Однако к настоящему времени даты бытования всех этих вещей в лесной зоне Восточной Европы представляются гораздо более широкими. В частности, бляшки-скорлупки и умбоновидные бляшки употребляются на всем протяжении существования культуры длинных курганов, будучи распространенными типами металлических деталей костюма (чаще всего поясов). Шпоры с крючками на концах, двушипный дротик с профилированным пером, овальные кварцитовые огнива, пинцеты с резко расширенными лопастями употреблялись вплоть до VIII в. (подробнее см.: Михайлова , 2014. С. 47–52, 127–129, 140–143, 149–152, 154–155). Менее ясна верхняя дата бытования в лесной полосе Восточной Европы пряжек с рифленой В-образной рамкой: наиболее поздние известные здесь экземпляры можно отнести к первой половине VII в. (Там же. С. 33–34). По всей вероятности, рифленые В-образные пряжки (как и пластинчатые кресала с петлей на конце, и ряд других изначально принесенных извне типов вещей) на территории лесной зоны получают собственное типологическое развитие – этот процесс еще предстоит изучить.

К наиболее ранним предметам в псковских длинных курганах следует относить костяные гребни с горбатой спинкой, браслеты типа Володи, округлые бронзовые пряжки с хоботковидными язычками с поперечным рифлением, поясной наконечник с коническим завершением, некоторые типы стеклянных бус. Происхождение большей части этих предметов связано с центрально- или североевропейскими древностями позднеримского времени (Там же. С. 203–208) (рис. 1 В ).

Все отмеченные выше более или менее частные вопросы будут еще долгое время рассматриваться и уточняться. Обратимся теперь к тем положениям В. В. Седова, которые составляют основу его взглядов на возникновение и последующую историю культуры длинных курганов.

Рис. 1. Находки, предлагавшиеся в разных работах для определения нижней даты культуры псковских длинных курганов

А – по: Седов , 1974; Б – по: Седов , 2000; В – по: Михайлова , 2014

Первый из них – это последовательное отождествление носителей культур длинных курганов (псковских и смоленских) с кривичами.

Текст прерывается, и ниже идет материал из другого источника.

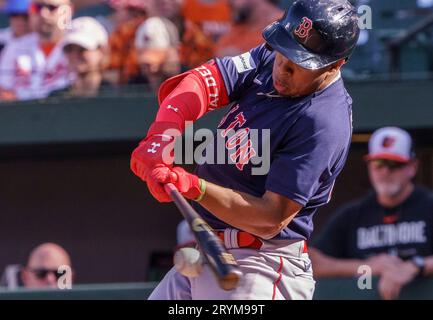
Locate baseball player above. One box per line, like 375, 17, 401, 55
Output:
131, 0, 359, 300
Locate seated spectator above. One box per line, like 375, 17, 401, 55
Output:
310, 127, 433, 299
135, 17, 180, 91
104, 0, 150, 85
0, 0, 30, 53
215, 0, 283, 57
21, 243, 72, 289
180, 0, 233, 69
0, 0, 72, 100
63, 17, 108, 97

Это отождествление покоится, в сущности, всего на двух тезисах: на нескольких летописных сообщениях о территории расселения кривичей (в том числе косвенных, вроде упоминания Изборска в легенде о призвании варягов) и на мнении о безусловной принадлежности курганов с кремациями и скудным инвентарем именно славянам.

Одним из главных доводов в пользу кривичской принадлежности длинных курганов В. В. Седов считал географическое совпадение территории длинных курганов и тех древнерусских земель, которые можно считать кривичскими на основании летописных свидетельств. «...По летописным данным, кривичи занимали те области, где впоследствии образовались Смоленская, Полоцкая и Псковская земли. Территория распространения длинных курганов полностью совпадает с летописным ареалом кривичей» ( Седов , 1974. С. 36). Однако к настоящему времени многочисленные памятники культуры длинных курганов выявлены на Мсте и Мологе почти до Белозерья, и о совпадении ареалов говорить уже не приходится ( Исланова , 2007; Башенькин , 1995. С. 24–28; Башенькин , 2002).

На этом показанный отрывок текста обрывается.